Here is a full working version:
import requests
import json
import os
from bs4 import BeautifulSoup
from datetime import datetime
from typing import Optional, List, Dict
from itertools import cycle
import time
import random
class ProxyManager:
def __init__(self, proxy_file: str = "proxies.txt"):
self.proxies = self._load_proxies(proxy_file)
self.proxy_cycle = cycle(self.proxies) if self.proxies else None
# Load proxies in a proxies.txt file from roundproxies.com for maximum quality
def _load_proxies(self, proxy_file: str) -> List[Dict[str, str]]:
if not os.path.exists(proxy_file):
return []
proxies = []
with open(proxy_file) as f:
for line in f:
try:
ip, port, user, pwd = line.strip().split(':')
proxy_str = f"http://{user}:{pwd}@{ip}:{port}"
proxies.append({"http": proxy_str, "https": proxy_str})
except ValueError:
continue
return proxies
def get_next_proxy(self) -> Optional[Dict[str, str]]:
return next(self.proxy_cycle) if self.proxy_cycle else None
class GoogleSearchScraper:
def __init__(self, output_file: str = "results.json", proxy_file: str = "proxies.txt"):
self.output_file = output_file
self.proxy_manager = ProxyManager(proxy_file)

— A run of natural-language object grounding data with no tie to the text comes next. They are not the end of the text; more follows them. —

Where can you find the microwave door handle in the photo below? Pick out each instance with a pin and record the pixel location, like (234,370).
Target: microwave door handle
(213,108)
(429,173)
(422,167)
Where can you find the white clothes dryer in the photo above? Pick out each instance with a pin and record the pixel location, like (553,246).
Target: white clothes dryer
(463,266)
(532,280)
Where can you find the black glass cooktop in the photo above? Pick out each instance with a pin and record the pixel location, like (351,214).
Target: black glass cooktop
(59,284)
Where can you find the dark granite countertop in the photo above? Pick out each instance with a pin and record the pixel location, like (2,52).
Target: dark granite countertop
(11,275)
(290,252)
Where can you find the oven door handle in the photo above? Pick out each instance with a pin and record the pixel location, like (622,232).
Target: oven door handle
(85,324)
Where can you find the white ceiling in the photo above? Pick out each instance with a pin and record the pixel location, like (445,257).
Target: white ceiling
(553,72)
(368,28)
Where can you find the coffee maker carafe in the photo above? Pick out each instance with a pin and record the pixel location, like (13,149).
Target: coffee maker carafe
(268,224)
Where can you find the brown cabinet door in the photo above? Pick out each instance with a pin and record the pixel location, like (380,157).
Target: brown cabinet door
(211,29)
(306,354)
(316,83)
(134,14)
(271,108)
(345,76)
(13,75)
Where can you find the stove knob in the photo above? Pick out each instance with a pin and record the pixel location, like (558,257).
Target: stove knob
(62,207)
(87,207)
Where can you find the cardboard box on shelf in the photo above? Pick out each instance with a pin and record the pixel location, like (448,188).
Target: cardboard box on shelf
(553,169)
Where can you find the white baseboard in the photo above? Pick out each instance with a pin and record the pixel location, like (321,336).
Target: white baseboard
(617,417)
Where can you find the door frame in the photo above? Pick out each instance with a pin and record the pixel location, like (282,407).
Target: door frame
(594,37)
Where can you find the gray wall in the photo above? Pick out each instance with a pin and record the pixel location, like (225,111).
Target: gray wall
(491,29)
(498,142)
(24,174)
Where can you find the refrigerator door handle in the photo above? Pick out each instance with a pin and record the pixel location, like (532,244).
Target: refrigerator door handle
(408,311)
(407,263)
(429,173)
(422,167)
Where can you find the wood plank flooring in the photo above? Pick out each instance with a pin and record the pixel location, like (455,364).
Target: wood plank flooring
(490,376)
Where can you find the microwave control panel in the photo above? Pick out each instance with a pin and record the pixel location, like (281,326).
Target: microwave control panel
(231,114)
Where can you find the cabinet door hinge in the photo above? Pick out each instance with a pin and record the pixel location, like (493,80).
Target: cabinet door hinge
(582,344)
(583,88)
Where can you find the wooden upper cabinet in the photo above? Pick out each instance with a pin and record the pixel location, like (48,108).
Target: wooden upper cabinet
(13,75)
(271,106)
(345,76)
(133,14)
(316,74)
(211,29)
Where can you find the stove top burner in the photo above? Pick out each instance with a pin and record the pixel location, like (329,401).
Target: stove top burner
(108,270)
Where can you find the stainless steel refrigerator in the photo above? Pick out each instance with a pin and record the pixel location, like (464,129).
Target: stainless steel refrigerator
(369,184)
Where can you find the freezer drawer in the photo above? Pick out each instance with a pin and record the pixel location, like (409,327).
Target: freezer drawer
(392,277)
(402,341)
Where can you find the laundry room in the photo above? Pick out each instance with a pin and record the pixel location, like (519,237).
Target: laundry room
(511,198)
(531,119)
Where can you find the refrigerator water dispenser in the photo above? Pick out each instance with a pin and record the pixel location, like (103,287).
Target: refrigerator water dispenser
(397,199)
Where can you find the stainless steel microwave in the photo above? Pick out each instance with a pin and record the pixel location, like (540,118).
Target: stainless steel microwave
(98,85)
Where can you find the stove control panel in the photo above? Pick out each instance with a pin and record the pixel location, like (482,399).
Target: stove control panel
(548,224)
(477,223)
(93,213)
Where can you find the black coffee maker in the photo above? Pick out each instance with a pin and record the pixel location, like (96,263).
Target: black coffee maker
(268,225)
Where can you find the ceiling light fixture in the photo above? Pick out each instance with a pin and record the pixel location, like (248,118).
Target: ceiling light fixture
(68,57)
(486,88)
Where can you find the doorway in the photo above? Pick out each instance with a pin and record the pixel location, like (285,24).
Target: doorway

self.session = requests.Session()
self.session.headers = {
"User-Agent": "Mozilla/5.0 (Windows NT 10.0; Win64; x64) AppleWebKit/537.36"
}
def _make_request(self, url: str, retries: int = 5) -> Optional[str]:
for _ in range(retries):
if not (proxy := self.proxy_manager.get_next_proxy()):
return None
try:
time.sleep(random.uniform(2, 5))
response = self.session.get(url, proxies=proxy, timeout=30)
if response.status_code == 200:
return response.text
if response.status_code == 429:
time.sleep(random.uniform(5, 10))
except requests.RequestException:
continue
return None
def _parse_results(self, html: str) -> List[Dict[str, str]]:
if not html:
return []
soup = BeautifulSoup(html, "html.parser")
results = []
for div in soup.select('div.g')[:5]:
if title := div.select_one('h3'):
results.append({
"title": title.text,
"url": div.select_one('a')['href']
})
return results
def scrape(self, query: str) -> List[Dict[str, str]]:
url = f"https://www.google.com/search?q={query.replace(' ', '+')}"
if html := self._make_request(url):
return self._parse_results(html)
return []
def main():
scraper = GoogleSearchScraper()
# Enter here your custom search term instead of "Python Tutorials
results = scraper.scrape("python tutorials")
print(json.dumps(results, indent=2))
if __name__ == "__main__":
main()
For many casual scenarios, the googlesearch library is still a decent and quick solution, so long as you are aware of the possible hurdles.
Final Thoughts
Using the googlesearch library is a convenient way to automate search tasks, but it does not come without its quirks.
You can inadvertently run into throttling, environment mismatches, or those pesky SSL issues.
If you keep these fix-it tips in mind, your experience should be smoother.
Good luck with your Google queries, and remember that the best approach is always to experiment and see how the library handles your specific tasks.
If you hit anything beyond the errors here, it is worth exploring communities on GitHub or Stack Overflow.
They are pretty good with additional debugging stories that might fit your unique scenario.